Hwy. 174 lane opens for afternoon rush hour

One eastbound lane of Highway 174 has opened for the afternoon rush hour to ease traffic headaches.

City has opened 1 eastbound lane from 3 p.m. to 8 p.m. at Montreal Road

The City of Ottawa has opened one lane of traffic moving eastbound during afternoon rush hour. (Map courtesy City of Ottawa)

Commuters in Ottawa's east end got a small reprieve from traffic congestion as the city reopened one eastbound lane of Highway 174 Wednesday during the afternoon rush hour.

The highway has been closed since the afternoon of Sept. 4, when a large sinkhole formed in the eastbound lane near the Jeanne d'Arc Boulevard exit.

Workers continue to work around the clock to assemble a storm drain underneath the ground to replace one that failed last Tuesday and caused the sinkhole.

The lane opening was revealed in update provided Wednesday from Mayor Jim Watson, councillors and city staff.

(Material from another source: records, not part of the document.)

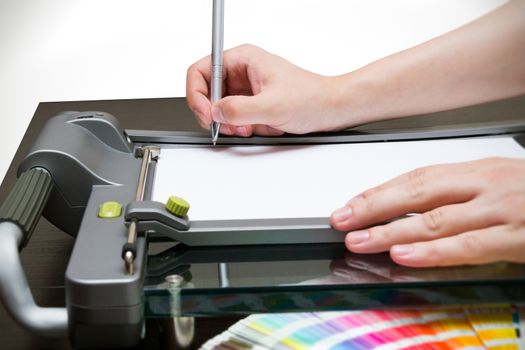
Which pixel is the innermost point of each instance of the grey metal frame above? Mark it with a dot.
(92, 160)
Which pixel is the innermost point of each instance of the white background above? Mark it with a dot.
(59, 50)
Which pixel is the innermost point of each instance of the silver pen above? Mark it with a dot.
(216, 61)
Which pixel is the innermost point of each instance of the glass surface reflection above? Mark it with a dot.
(242, 280)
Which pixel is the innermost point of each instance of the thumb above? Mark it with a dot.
(240, 110)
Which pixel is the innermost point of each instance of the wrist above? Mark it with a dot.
(356, 98)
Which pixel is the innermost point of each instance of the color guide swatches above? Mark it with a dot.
(472, 328)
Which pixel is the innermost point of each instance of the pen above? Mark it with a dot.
(216, 61)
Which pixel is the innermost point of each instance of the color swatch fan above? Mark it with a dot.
(479, 328)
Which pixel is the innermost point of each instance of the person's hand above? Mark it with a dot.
(470, 213)
(264, 94)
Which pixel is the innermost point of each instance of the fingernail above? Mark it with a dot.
(357, 237)
(402, 249)
(342, 214)
(242, 131)
(217, 115)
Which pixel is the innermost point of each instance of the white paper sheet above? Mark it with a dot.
(252, 182)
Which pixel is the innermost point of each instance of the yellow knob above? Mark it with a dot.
(177, 206)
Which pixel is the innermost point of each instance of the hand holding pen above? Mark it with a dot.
(216, 61)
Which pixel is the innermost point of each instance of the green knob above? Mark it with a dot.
(109, 210)
(177, 206)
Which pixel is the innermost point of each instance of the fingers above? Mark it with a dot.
(240, 110)
(415, 193)
(496, 243)
(434, 224)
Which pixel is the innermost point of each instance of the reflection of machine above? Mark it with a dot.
(93, 180)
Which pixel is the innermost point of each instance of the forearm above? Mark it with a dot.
(481, 61)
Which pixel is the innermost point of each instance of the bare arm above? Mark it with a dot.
(481, 61)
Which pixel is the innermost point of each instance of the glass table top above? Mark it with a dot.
(211, 281)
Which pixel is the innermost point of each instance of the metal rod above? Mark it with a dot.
(150, 153)
(50, 322)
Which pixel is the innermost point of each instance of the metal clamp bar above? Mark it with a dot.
(129, 250)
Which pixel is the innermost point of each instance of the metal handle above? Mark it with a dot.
(26, 201)
(19, 215)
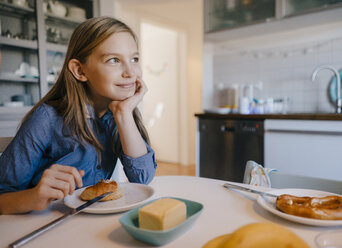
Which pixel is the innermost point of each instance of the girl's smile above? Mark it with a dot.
(112, 69)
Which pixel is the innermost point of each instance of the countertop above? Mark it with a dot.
(290, 116)
(224, 211)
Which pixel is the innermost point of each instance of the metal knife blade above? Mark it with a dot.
(53, 223)
(228, 185)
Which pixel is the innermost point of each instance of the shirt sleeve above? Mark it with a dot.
(22, 157)
(141, 169)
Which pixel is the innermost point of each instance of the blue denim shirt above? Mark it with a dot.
(40, 143)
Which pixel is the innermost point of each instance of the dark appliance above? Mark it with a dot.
(226, 145)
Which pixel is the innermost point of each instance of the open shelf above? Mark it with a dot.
(28, 44)
(15, 78)
(61, 20)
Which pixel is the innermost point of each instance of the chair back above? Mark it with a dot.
(4, 142)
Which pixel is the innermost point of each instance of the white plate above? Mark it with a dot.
(134, 194)
(268, 203)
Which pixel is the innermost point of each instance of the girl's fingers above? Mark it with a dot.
(52, 183)
(77, 178)
(66, 178)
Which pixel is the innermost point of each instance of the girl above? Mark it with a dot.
(74, 135)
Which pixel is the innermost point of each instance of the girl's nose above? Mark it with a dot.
(128, 72)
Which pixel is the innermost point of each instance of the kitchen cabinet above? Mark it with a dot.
(304, 147)
(225, 146)
(33, 42)
(227, 14)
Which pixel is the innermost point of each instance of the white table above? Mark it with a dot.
(224, 211)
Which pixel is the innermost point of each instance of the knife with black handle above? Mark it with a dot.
(228, 185)
(55, 222)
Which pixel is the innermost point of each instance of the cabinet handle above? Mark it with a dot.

Council also revealed the cost to fix the sinkhole is now projected at $4.9 million, not the $1.5 million that was first estimated.

With nine of the 18 storm drain pipes in place, the city has decided to open one eastbound lane from 3 p.m. to 8 p.m. at the Montreal Road exit during the week. The work on the sewer and the sinkhole is scheduled to be completed on Monday.

The city has added two new double-decker buses to help with express routes to and from the east end and more buses for Route 95. Some 360 new parking spots will be added at the Trim Road Park and Ride parking lot.

'Less sexy' projects a focus

The sinkhole has raised debate over not only the original work schedule on the storm drain, but also the funding for other local projects. 

The mayor said Wednesday he requested an immediate inspection of similar city infrastructure located along critical roads as of Sept. 30. Also, Watson said he wants "an independent investigation to identify the root cause of the Highway 174 failure and to determine what, if anything, the city could have done differently," within 90 days.

An engineer also says old steel pipes, such as the one that caused the sinkhole, need to be replaced by concrete pipes.

Gerry Mulhern, who is also the executive director of the Ontario Concrete Pipe Association, has called for the public release of inspection reports of the Hwy. 174 culvert.